Sonra kesilir iç sesiniz çocukların sevinç çığlıklarıyla
Hiç böyle eğlenmediğinizi hatırlarsınız
Derinlerine indikçe o güzelim parkın,
Siz de kendi derinlerinize inersiniz
Ayağınızın altında karlar ve çocukluğunuz ezilir.
Nereye baksanız anılar yeşerir yapraklanan ağaçlar gibi
Hatırlarsınız,
Vaktiyle kurulan sofraları,
Gecenin bir yarısı kapanmakta olan parkta
Bekçilerle saklanbaç oynadığınızı,
Annenizi hatırlarsınız kederli annenizi
Ve bir duvar dikilir karşısına babanızdır o
Hatırlarsınız.
Bir yaprak düşer gözlerinizden
Yapraklarla birlikte ıslanır yanaklarınız
Üşürsünüz, hava buruktur
parkın aşağısından rüzgârlar eser donarsınız
Sonra martılar bağırlar
ve martıların sesini bastıran o vapur sesleri kulaklarınızı parçalar
Balık ekmek kokusu ve insanların gürültüsü karşılar sizi parkın sonunda
Bir balık ekmek yaptırır, içindeki kılçıklara küfrederek yersiniz.

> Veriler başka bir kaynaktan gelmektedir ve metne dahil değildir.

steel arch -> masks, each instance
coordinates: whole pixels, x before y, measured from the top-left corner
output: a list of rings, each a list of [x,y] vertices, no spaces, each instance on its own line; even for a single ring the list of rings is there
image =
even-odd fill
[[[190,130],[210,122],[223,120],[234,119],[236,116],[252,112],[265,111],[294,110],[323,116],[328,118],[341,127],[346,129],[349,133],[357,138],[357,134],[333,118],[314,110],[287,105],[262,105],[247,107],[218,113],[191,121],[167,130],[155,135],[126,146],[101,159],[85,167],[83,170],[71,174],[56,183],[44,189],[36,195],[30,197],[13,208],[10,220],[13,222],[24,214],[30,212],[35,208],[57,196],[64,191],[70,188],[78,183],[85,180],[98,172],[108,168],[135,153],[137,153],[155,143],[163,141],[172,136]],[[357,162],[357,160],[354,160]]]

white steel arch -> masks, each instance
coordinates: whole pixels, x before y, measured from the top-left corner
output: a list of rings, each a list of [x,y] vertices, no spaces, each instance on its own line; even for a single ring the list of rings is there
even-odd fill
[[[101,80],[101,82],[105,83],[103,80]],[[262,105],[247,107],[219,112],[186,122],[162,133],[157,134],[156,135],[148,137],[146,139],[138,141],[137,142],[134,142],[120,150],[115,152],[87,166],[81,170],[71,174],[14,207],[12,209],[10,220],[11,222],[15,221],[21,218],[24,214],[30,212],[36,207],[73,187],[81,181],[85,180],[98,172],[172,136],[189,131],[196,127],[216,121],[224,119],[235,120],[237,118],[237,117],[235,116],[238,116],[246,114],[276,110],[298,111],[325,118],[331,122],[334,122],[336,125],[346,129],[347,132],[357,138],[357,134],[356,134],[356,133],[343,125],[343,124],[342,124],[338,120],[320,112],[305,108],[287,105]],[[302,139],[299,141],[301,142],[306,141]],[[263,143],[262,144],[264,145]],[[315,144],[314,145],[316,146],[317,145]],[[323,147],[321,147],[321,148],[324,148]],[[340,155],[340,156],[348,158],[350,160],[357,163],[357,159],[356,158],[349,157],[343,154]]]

Yer ve izlersiniz o ihtişamlı maviliği
Güneş batmaktadır hafiften
İnsanlarda otobüs telaşı
Eminönü dağılan bir karınca yuvasına döner
Güneş batar, vapurlar batar,
ağzınıza kılçıklar batar, içinizde bir yerlere yalnızlığınız batar
Böylece geçer Gülhane'de bir gün, bir ay, bir yıl
Eriri gider gözlerinizin önünde.
Kapatırlar Gülhane'yi
Anılarınız orada kalır
Çocukluğuz orada kalır
Ve yorgun gözlerle bir selam çakarsınız Gülhane Parkı'na.
Böylece bir gün biter
Bir günden fazlası biter.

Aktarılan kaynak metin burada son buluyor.